Appunto: i concorsi nazionali "Bettinardi", "Note di donna" e "Strisce di jazz" abbinati al festival sono tra i vostri motivi d'orgoglio.
«Hanno permesso al pubblico di conoscere e apprezzare tanti nuovi giovani talenti, ragazzi pieni di entusiasmo e passione che si divertono, ci sperano e sognano. I primi premi di questi anni, specie della sezione solisti del "Bettinardi", meriterebbero di essere riascoltati con calma, a cominciare da Enrico Zanisi, ingaggiato quest'anno al President. Ecco un rimpianto: non essere ancora riusciti a realizzare un cd del "Bettinardi" per fissare la zampata di questi giovani leoni, ma ce la faremo».
Altri sogni o progetti nel cassetto?
«Recuperare la trattativa andata a monte qualche anno fa con Sonny Rollins e portare a Piacenza Herbie Hancock. Ma spero soprattutto, così com'è accaduto sin qui, che il festival continui ad affinarsi e a mantenere la fiducia del suo pubblico, sempre più consapevole, competente e anche extra-provinciale. Poi stiamo lavorando ad un libro sul jazz a Piacenza insieme a Stefano Pareti, che ha raccolto tantissimo materiale dal ‘45 al 2000. Si sono aperti scenari impensati, da un Jazz Club formatosi nel 1956 con Cavagna e Massimo Ferranti allo sciopero degli allievi del Nicolini nel ‘57 causato da un concerto jazz in Conservatorio. Da due anni, col musicologo e cinefilo Stefano Zenni di "Sidma", abbiamo anche in cantiere un progetto jazz live sui film di Kubrick: è in stand-by, perché la crisi limita soprattutto la possibilità di espandere attività collaterali e contaminazioni con le altre arti».
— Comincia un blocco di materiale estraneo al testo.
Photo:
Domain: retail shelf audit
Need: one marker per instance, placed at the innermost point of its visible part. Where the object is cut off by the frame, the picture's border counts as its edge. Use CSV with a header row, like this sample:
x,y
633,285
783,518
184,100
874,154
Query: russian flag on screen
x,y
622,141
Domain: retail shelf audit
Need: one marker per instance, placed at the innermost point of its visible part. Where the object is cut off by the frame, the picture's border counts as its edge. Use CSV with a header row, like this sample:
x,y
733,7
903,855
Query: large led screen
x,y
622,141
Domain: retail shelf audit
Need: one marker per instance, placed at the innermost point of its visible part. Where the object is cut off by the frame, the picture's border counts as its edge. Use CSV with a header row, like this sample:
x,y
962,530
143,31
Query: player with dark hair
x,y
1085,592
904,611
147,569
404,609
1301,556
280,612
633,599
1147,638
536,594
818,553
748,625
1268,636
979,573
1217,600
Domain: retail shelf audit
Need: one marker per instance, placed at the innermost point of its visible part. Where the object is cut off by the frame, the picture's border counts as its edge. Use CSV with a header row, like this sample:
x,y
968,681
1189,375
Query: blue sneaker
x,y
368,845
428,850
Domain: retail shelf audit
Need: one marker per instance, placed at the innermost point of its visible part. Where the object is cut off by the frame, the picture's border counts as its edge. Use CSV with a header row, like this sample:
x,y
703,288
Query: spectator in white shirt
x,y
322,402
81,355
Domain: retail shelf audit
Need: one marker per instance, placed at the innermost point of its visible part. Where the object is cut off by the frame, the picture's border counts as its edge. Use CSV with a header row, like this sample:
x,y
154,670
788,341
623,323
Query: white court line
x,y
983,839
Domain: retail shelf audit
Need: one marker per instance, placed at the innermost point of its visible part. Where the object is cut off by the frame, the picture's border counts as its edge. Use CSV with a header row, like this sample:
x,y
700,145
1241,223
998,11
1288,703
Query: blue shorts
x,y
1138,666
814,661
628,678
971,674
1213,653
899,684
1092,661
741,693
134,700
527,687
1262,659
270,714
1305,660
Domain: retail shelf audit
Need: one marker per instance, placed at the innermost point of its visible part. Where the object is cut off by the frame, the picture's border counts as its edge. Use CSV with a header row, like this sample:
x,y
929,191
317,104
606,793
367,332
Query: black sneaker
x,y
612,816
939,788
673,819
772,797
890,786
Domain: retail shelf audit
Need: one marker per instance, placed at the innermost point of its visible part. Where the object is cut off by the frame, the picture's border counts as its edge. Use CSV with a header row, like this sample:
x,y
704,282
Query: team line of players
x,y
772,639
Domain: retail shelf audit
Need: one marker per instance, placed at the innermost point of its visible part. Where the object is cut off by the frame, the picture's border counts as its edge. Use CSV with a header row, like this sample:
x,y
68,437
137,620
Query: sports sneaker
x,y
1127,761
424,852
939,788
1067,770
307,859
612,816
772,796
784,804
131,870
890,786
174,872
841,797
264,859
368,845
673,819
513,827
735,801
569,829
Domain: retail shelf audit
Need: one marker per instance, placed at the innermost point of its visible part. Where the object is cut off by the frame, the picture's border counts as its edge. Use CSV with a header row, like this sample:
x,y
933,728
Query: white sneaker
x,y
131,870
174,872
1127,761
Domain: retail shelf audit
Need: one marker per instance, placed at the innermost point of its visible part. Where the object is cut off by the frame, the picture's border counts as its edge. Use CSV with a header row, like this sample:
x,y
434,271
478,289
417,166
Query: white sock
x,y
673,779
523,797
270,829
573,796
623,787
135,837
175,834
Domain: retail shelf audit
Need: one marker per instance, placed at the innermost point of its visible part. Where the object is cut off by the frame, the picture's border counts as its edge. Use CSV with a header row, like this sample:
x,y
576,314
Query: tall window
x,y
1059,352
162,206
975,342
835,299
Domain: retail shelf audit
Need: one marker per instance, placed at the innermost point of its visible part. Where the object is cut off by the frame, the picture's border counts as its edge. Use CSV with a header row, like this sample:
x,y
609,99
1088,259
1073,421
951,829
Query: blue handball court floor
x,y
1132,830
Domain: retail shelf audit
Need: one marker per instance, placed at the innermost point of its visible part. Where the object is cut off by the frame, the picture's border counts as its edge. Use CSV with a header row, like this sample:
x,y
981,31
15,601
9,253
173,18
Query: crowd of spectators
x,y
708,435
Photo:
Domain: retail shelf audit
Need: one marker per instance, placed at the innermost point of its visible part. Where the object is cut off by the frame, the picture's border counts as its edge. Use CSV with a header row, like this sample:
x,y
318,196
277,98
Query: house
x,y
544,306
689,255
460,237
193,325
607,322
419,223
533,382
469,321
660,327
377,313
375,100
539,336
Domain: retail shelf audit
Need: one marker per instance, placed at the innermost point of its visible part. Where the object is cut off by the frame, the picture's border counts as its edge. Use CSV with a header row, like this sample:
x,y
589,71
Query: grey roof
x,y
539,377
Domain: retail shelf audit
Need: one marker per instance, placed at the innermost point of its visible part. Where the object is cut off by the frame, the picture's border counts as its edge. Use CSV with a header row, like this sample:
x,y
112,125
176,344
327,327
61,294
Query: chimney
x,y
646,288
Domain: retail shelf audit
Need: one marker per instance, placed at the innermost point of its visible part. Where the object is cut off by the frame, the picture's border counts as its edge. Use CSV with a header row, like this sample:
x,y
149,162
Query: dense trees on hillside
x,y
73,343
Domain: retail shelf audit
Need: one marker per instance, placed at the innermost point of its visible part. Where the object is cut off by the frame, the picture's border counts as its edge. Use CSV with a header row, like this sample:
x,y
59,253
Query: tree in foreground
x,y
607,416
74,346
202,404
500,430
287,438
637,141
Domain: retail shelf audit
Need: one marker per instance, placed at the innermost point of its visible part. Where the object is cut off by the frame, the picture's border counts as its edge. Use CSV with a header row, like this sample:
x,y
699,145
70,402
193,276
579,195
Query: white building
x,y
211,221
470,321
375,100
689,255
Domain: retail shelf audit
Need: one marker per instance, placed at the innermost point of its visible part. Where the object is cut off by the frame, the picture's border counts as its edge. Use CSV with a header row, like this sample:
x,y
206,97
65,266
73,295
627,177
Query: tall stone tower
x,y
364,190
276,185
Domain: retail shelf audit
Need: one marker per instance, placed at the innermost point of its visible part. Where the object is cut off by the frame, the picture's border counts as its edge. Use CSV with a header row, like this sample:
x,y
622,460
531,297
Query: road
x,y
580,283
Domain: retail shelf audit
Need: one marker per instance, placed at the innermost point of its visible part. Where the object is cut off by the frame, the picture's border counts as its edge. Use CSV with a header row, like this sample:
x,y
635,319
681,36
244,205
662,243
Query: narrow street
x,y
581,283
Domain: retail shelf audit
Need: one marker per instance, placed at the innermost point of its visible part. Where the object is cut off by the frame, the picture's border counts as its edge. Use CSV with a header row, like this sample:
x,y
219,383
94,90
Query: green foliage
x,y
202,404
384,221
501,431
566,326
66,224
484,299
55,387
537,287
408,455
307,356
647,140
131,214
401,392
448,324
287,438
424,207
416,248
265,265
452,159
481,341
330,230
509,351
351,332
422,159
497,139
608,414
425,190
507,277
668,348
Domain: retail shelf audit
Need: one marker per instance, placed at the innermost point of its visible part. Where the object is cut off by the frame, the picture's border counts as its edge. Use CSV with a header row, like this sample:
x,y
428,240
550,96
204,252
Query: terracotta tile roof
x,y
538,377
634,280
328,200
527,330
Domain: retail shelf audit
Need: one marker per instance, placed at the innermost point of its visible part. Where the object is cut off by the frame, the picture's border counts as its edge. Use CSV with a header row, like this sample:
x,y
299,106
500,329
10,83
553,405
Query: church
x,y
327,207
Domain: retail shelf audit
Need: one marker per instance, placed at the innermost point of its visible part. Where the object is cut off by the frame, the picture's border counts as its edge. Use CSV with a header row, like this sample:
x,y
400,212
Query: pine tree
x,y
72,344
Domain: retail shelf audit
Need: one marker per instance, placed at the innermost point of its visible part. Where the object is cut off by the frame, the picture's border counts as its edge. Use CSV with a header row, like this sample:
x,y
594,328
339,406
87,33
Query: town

Ecco: economicamente, com'è andata?
«Il periodo è difficile e la cultura è sempre più messa da parte. Riusciamo però a non proporre solo cose "piacione", dando un colpo al cerchio e uno alla botte senza perdere qualità. Godiamo del sostegno di una città sensibile, così il cartellone non ha risentito della crisi: senza la Fondazione non esisterebbe il festival, il Comune ci sostiene al massimo in relazione alle sue possibilità e la Regione ha raddoppiato i contributi, mentre l'emorragia di sponsor privati è stata tamponata dall'ingresso del Gotico, che ha ospitato pure il mini-festival collaterale. Ci sono meno soldi, ma forse questo rende l'evento meno routinario e accresce la passione».